RANDOLPH, NJ- Randolph was in fact the first in the state to ask for approval to substitute online learning days for snow days. “We were simply the first to think of it and ask for it in this format,” stated Dr. David Browne, Superintendent of Randolph Schools. But, it was not quite that simple. Randolph schools are also in a unique position, because the high school is prepared for it with the right technology and the right teachers.
Pascack Valley in Bergen County had approached the state and was already working on it, but with a slightly different request.
Knowing the Feb. 13 snow storm was coming and with no more snow days on the books, Pascack Valley started planning two days ahead for how they would coordinate the online instruction and alert students and families to the plans.
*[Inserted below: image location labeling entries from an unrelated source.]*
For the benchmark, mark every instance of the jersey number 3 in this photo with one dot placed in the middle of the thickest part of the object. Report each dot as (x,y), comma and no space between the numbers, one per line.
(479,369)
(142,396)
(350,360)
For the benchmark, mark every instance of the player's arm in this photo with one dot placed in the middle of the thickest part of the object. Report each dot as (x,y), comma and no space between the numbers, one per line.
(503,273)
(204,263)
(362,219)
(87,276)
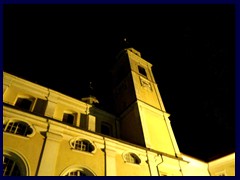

With both teachers and students working from their homes, some classes were held at their appointed hour, while others ran over the course of the day. Students in a music class recorded themselves playing their instruments at home, and sent the recordings to the teacher. More academic classes involved online discussions and assigned papers that were due at the end of the day.
The district then formally applied to the state for permission to apply the day to the 180-day minimum required for all public schools, in hopes of avoiding the alternative of adding a school day at the end of the year. Their request is still under review though, because allowing this to happen retroactively is not currently covered under state law.
For Randolph, it was a different request. They did not ask for one of the 180 to be waived, but asked for online learning to be allowed to replace the days after the fact, and also only for Seniors.
The flexibility was there under a decade-old provision in state regulations that allows students to take internships or participate in other out-of-school programs at the end of their senior years. Randolph High School has a fast growing and advanced program called Option II. Browne views this online snow day program as not all that different from the Option II program, and feels that Randolph is ready for it because of Option II, and the school's advanced technology and teaching staff.
“It would be more like a college course,” said Browne. “Modules will be put together by teachers, and students will have to demonstrate that they have completed the four hours of work required for each day.” The teachers are working on coming up with creative ways to carry this out, and they will serve as chief arbitrators of whether the students complete what is expected of them.
Browne said, “This has been a few years coming, it is serendipitous, and is simply education catching up to the business world. This is a 21st century education.”
The Commissioner of Education, Chris Cerf, who is no longer in office said, “Lets’ do it” to Browne in his final days as Commissioner. Cerf and The Board of Education in Randolph were extremely supportive of the move according to Browne.
Educators from a dozen districts across the state met with state Department of Education representatives on Wednesday, March 12 to explore the online options for dealing with the rules for schools in the case of emergencies, such as this winter’s abundance of snowstorms.
Led by Evo Popoff, assistant state education commissioner and Chief Innovation Officer of the NJ Department of Education , the meeting centered on the various rules now on the books for what counts as a day of school and how those rules could be addressed in the future when extenuating circumstances arise.
The meeting in Trenton led to Randolph now hosting a similar version of the meeting on April 29 at the High School in room A123, the famous room of the future of technology at RHS. Administrators from three counties will be represented: Warren, Sussex and Morris. Browne will host this meeting and expressed, “We are in very good shape to roll this pilot out and gather data to bring back to the state.”
At the Board of Education Meeting on Tuesday night, Tammy Mackay, The Board President endorsed this successful step saying, “It is a great solution and nice job getting the state to approve it in record time.”